Dear New York Times Editor:

The Op-ed article regarding Turkey in NYTimes’ today’s (June 6) edition finds the staunchly secular and democratic Turkish President’s veto on proposed amendment to the higher education statute undemocratic, and praises the Islamist Prime Minister’s initiative to promote religious education in the country.

Following the Turkish media reports we found that not only the Turkish President but also a good portion of the public, educators, and professional organizations were openly against the amendment. In the true American understanding this is democracy at its best. Furthermore, are not we all taught that democracy flourishes where there is secularism? Are the standards and principles of democracy of your editorial team different?

The editorial also states that the majority of Turks do not believe in the separation of mosque and state. They better believe in it, because ignorance of law does not absolve them. The Turkish Constitution, unlike a great majority of constitutions in the world, except those of France and partially India, provides that the Republic is “laic”. We need to know the distinction between laicism and secularism. The fact that secularism, i.e. dualism, brought about freedom and democracy in the Christian society does not necessarily mean that it would also do the same in an Islamic setting.

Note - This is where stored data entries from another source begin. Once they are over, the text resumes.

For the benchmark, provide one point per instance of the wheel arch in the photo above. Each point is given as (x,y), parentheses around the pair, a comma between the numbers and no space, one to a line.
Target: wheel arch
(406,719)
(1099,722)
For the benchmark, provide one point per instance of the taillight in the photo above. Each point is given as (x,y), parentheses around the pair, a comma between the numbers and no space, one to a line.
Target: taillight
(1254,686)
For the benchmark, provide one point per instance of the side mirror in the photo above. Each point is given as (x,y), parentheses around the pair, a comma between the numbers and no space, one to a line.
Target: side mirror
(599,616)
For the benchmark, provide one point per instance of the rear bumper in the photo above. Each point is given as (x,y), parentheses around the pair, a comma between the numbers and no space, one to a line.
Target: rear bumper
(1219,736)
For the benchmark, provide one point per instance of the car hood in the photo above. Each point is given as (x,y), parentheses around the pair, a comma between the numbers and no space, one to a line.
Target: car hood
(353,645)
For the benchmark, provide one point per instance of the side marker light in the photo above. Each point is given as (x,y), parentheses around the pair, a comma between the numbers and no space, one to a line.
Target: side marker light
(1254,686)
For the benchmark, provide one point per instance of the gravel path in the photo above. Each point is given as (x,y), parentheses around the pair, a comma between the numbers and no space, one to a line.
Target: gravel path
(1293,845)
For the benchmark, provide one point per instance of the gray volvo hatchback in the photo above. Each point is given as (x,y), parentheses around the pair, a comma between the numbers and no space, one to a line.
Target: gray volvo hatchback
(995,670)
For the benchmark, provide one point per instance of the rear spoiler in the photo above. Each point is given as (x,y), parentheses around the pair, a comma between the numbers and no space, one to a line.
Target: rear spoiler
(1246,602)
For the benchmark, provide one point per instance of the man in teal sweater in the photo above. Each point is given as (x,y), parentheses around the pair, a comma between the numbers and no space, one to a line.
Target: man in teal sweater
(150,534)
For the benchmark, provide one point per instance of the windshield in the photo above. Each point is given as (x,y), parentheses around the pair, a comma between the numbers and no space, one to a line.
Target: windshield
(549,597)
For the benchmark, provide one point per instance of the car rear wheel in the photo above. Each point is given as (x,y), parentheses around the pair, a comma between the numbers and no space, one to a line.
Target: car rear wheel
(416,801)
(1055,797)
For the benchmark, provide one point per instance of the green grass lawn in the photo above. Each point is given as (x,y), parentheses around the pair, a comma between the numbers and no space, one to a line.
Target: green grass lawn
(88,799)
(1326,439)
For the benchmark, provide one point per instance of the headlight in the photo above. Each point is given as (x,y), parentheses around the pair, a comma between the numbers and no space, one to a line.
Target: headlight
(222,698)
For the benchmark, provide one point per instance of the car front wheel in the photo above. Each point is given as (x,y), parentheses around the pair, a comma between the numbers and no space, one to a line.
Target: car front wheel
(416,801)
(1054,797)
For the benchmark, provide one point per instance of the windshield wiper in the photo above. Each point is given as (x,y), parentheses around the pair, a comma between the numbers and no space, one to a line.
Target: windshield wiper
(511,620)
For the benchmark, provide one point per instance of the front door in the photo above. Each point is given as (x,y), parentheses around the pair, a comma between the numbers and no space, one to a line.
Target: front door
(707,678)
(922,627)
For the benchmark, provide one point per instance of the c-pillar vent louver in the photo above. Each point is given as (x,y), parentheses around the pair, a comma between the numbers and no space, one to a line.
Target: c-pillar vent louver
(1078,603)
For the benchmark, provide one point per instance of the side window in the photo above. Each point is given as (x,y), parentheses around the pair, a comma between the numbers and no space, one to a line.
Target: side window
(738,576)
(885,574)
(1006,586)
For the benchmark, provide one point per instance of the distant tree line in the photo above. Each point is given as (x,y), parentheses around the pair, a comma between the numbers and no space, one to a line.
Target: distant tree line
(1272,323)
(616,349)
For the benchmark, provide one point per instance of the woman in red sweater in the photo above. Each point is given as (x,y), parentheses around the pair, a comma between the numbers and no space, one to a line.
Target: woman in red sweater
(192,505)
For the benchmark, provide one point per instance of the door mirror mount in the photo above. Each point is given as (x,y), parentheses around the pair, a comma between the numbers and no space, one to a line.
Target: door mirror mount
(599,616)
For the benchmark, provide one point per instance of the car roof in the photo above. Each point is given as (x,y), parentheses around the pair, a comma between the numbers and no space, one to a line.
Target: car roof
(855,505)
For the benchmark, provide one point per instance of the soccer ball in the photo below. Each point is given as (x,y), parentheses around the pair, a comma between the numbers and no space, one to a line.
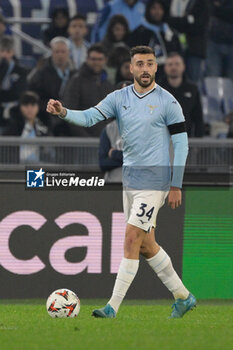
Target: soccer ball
(63,303)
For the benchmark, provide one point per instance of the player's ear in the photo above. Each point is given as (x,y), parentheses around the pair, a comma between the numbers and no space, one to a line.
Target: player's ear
(131,68)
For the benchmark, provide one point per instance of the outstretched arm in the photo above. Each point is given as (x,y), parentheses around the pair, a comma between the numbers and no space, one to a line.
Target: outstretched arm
(86,118)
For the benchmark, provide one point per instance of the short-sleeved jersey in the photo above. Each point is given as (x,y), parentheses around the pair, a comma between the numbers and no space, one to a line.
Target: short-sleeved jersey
(144,122)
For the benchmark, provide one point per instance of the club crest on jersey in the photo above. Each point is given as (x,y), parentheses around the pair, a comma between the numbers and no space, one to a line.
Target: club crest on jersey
(152,108)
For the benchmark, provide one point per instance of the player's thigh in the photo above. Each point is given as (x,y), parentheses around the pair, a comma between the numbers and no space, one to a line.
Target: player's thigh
(127,203)
(145,207)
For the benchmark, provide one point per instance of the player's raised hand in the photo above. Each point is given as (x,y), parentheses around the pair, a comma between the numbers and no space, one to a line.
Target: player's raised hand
(174,197)
(54,107)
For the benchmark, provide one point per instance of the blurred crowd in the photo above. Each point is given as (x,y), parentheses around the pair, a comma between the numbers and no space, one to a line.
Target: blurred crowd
(192,40)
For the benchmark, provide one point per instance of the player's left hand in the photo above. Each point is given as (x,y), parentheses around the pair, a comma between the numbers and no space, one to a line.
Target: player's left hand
(174,197)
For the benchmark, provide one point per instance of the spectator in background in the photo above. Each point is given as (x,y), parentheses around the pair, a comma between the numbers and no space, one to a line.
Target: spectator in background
(133,10)
(78,45)
(115,42)
(58,26)
(123,72)
(25,123)
(117,33)
(110,150)
(156,33)
(24,119)
(116,56)
(88,87)
(51,79)
(2,26)
(190,18)
(12,78)
(185,92)
(220,44)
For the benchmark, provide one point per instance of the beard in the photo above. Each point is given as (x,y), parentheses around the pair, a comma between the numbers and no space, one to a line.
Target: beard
(145,84)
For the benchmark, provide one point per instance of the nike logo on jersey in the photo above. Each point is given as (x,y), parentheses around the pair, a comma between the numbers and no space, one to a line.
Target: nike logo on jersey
(151,108)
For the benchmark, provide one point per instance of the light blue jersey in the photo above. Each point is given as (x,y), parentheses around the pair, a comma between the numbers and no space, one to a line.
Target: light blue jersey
(145,123)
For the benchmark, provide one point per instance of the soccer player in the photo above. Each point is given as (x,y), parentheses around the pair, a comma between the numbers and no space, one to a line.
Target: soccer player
(147,117)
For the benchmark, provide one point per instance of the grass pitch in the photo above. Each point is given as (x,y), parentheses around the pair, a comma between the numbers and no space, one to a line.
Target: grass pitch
(25,325)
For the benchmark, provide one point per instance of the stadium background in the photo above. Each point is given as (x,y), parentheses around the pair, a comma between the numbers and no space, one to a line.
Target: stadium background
(200,245)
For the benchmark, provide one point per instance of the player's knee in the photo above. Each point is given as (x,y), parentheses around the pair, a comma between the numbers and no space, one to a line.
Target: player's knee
(146,250)
(133,238)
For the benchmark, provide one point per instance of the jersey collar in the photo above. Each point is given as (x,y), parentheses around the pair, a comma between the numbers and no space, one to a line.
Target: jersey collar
(146,93)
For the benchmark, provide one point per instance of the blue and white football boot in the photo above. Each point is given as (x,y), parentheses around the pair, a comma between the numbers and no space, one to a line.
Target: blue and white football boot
(180,307)
(105,312)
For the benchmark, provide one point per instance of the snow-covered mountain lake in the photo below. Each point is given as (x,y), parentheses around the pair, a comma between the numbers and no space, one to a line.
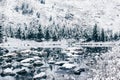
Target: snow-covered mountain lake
(71,63)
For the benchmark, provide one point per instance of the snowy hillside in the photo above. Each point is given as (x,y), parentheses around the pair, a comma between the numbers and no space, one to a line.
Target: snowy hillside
(68,12)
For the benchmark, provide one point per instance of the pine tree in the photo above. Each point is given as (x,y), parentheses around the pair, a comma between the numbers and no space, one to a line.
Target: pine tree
(54,37)
(115,36)
(40,35)
(1,34)
(18,33)
(102,35)
(95,34)
(11,32)
(47,35)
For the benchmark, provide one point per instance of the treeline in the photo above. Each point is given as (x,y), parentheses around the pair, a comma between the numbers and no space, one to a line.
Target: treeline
(56,32)
(102,35)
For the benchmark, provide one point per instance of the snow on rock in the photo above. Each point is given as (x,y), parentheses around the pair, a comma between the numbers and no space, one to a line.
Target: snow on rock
(26,51)
(61,62)
(8,71)
(40,75)
(51,62)
(10,55)
(68,66)
(27,60)
(37,63)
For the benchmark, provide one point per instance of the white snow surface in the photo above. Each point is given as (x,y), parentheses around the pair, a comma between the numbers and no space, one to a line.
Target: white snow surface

If we encourage religious education and western style secularism in Turkey, Turkey may eventually become an international liability, like the rest of the Middle East. We should not put all our bets on T. Erdogan. No politician stays the course for long.

By supporting the Western style secularism and by showcasing Turkey as a model of modern Islamic country, the West is encouraging the influence of religion in politics without knowing its possible consequences in an Islamic society. Facing militant Islam’s terrorism are we out to promote modernity or religiosity in the world? We must have learned our lesson from the Green Crescent Project of 1970s designed to curb the spread of communism in the countries flanking the southern border of Russia. We need to wake up to the reality that the wars we are waging today are the consequences of that infamous misconceived project. Having assumed the responsibility of leadership in the world, we have to tread the waters very responsibly, thus with the knowledge of the idiosyncrasies of the people of the regions concerned. It does disservice to the US interests and foreign countries concerned to express unwise and misguided opinions in prestigious quarters like the NYTimes, without a profound knowledge of politics and culture of the countries concerned.